Martial Arts NYC: Judo

Judo, Aikido


Nearly all forms of aikido are predicated on avoiding any possibility of pressure-testing their skills against resisting opponents in free-sparring or competitive environments. Nearly all practitioners stick to demonstration and practice with cooperative partners. From this it naturally follows that few aikidoka will be caught on camera trying to apply their skills against anyone, let alone someone training in uncooperative grappling, for instance a judoka.

Top-level aikidoka in particular seem entirely content with practicing their techniques on unresisting high-level students who can be trusted to know the proper responses, as one would trust a stunt double to flop to the ground dramatically when the sound effects of a sci-fi laser are made. One trusts those students will not resist to even the slightest degree. There are well-corroborated accounts (e.g. in the book Angry White Pyjamas) of elite aikidoka purposefully injuring their students when they didn't sufficiently telegraph their attacks for a demonstration.

I would expect most judo-versus-aikido match-ups to go like this video: the aikidoka trying in vain to apply jointlocks against someone grabbing their gi, the judoka applying their arsenal against someone with no footwork, no gripping strategy for an uncooperative opponent, no throwing ability, and no sense of hip power. This of course would go differently if the aikidoka already had a solid base of judo (or wrestling, or sumo, et cetera) skill to fall back on. This, of course, was the original pipeline for aikido pedagogy: students were already skilled at judo, sumo, or karate, and only then attempted to learn secondary, low-percentage skills like standing armbars or tricking an opponent into throwing themselves.

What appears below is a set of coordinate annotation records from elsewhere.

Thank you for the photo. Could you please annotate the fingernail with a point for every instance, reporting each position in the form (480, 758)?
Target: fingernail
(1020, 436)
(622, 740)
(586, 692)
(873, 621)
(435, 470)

This is all in addition to the plain facts of modern aikido pedagogy versus the modern judo pipeline. What do each produce, viewed broadly? How does training change the thousands of people who come through each style's dojo? It's fairly reliable that if you examine someone who has done a fair amount of judo, they received from it the ability to safely take a fall, maintain their balance against an opponent, escape bad positions on the ground, and maybe even execute a few foot-sweeps, throws, pins, and chokes. They're probably stronger, more fit, and mentally tougher than when they started, too, especially if they competed a few times. In contrast, what are the reliable effects of aikido on most students? Certainly they will have learned basic rolls and how to fall safely, though not necessarily from rough throws. They may be somewhat more fit. Beyond that it is unclear.